Soft-labeling means to annotate data with labels that were predicited by a machine classifier.
As they were not evaluated by a human, you might call them "soft".
Two steps are necessary:
1) save a test/evaluation set as a new database
2) load this new database in a new experiment as training data
Within nkululeko, you would do it like this:
step 1: save a new database
You simply specifify a name in the EXP section to save the test predictions like this:
[EXP]
...
save_test = ./my_test_predictions.csv
You need Model save to be turned on, because it will look for the best performing model:
[MODEL]
...
save = True
This will store the new database to a file called my_test_predictions.csv in the folder where the python was called.

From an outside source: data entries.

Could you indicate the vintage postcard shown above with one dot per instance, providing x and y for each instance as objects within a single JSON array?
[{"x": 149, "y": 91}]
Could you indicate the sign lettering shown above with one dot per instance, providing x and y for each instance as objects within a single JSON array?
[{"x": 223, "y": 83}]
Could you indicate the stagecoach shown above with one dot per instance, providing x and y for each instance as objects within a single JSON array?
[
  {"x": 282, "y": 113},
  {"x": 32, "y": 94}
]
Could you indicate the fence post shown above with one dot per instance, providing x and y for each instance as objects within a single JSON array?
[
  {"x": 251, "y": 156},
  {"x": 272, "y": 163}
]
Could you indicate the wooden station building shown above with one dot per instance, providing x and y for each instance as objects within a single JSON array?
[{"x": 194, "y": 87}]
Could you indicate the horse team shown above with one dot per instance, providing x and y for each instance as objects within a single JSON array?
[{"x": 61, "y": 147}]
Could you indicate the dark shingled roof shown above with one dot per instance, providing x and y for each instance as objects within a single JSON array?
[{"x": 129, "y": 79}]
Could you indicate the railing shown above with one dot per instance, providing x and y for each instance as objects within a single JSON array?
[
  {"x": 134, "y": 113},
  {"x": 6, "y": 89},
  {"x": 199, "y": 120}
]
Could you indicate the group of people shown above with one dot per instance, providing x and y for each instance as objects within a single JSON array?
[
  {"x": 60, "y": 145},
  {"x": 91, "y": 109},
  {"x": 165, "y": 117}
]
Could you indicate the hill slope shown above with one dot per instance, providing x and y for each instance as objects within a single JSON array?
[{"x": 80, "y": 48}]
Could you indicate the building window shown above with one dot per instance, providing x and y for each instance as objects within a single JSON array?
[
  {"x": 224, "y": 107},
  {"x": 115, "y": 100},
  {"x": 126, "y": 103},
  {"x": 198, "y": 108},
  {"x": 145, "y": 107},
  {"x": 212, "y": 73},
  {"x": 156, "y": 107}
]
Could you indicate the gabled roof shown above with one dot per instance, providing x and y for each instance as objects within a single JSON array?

step 2: load as training data
Here is an example configuration how to load this data as additional training (in this case in addition to emodb):
[EXP]
root = ./tests/
name = exp_add_learned
runs = 1
epochs = 1
[DATA]
strategy = cross_data
databases = ['emodb', 'learned', 'test_db']
trains = ['emodb', 'learned']
tests = ['test_db']
emodb = /path-to-emodb/
emodb.split_strategy = speaker_split
emodb.mapping = {'anger':'angry', 'happiness':'happy', 'sadness':'sad', 'neutral':'neutral'}
test_db = /path to test database/
test_db.mapping = <if any mapping to the target categories is needed>
learned = ./my_test_predictions.csv
learned.type = csv
target = emotion
labels = ['angry', 'happy', 'neutral', 'sad']
[FEATS]
type = os
[MODEL]
type = xgb
save = True
[PLOT]